Thanks - so now it's 

300
310
320, 3000 lbs.
325
400

Turns out that w-h due to vehicle weight due to rolling resistance is negligible \/

rolling resistance is 0.01 so 
a 1000kg car needs 10 kg to push it	
10	=kg of rolling resistance
1610	=distance in meters
116160	=calc'd ft-lbs
43.75	=calc'd w-h/mile

but weight will affect acceleration.

As to units, etc., that can be sorted out into subcategories of vehicles. That's later. This is for kind of a global overview.

Turns out that doing the stats on five values is not so easy
http://en.wikipedia.org/wiki/Quartile


----------



## dtbaker (Jan 5, 2008)

dladd said:


> I think you need to qualify any data here with how you obtained the numbers. Is it read off an AH counter multiplied by nominal voltage? a computer that takes instantaneous voltage into account? From the wall before the charger? Too many different ways to get the same number. Or at least a number with the same units.



excellent point DLADD.

this number will vary HUGELY depending on vehicle, speed, terrain, driving style, and whether its 'at the wall', or reported by in-car meter like Cycle Analyst, evDisplay, etc.

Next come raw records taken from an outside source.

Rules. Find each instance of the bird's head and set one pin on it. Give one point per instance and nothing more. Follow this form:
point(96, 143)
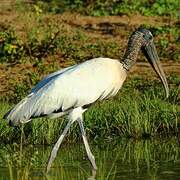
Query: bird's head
point(143, 39)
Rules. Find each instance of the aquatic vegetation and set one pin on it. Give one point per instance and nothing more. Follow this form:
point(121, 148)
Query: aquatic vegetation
point(139, 110)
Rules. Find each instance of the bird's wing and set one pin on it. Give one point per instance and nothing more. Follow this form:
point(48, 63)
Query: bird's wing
point(78, 86)
point(49, 78)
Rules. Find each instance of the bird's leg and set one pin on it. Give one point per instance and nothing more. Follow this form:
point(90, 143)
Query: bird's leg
point(89, 153)
point(57, 145)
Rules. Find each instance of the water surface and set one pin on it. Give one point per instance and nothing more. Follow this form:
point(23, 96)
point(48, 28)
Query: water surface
point(120, 159)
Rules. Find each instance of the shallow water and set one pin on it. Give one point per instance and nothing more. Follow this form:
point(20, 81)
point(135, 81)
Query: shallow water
point(120, 159)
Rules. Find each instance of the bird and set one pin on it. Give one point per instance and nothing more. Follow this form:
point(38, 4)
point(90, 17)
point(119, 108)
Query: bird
point(72, 90)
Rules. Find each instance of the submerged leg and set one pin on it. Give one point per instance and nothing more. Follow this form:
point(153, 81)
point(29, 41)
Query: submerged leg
point(89, 153)
point(57, 145)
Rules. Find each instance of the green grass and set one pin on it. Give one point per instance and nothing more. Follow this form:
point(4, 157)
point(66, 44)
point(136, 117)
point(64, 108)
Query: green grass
point(140, 110)
point(108, 7)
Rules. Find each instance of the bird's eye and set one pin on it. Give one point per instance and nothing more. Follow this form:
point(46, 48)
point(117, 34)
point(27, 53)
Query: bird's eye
point(150, 37)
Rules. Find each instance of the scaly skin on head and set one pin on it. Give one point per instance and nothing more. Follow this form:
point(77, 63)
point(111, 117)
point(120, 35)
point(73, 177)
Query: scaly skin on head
point(134, 45)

The difference at the wall versus in-car meter varies hugely by battery type (charge curve) and charger loss (charger eff).

in my case:
2020# vehicle w/ LiFepo4 prismatic cells, Elcon 1500 charger

over 1000 mile use I last measured 290watt-hr/mile at the wall w/ kill-a-watt meter

terrain is 'rolling', suburban traffic with 35 mph average speeds and several stops per mile on average. max speeds 55mph, driving style not ecomodding, but limited by anemic Curtis 1221 controller.


----------



## tomofreno (Mar 3, 2009)

> Turns out that w-h due to vehicle weight due to rolling resistance is negligible


 Bob Brant gives rolling resistance as 0.012*w*(1 + V/100)*cos(phi), where phi varies from 0 to 90 degree incline and w is weight. I found a coeff of 0.008 seems to fit measured results on my car better. Using that the rolling resistance force is equal the drag force at a bit over 45 mph and greater below. This is fairly typical for a sedan.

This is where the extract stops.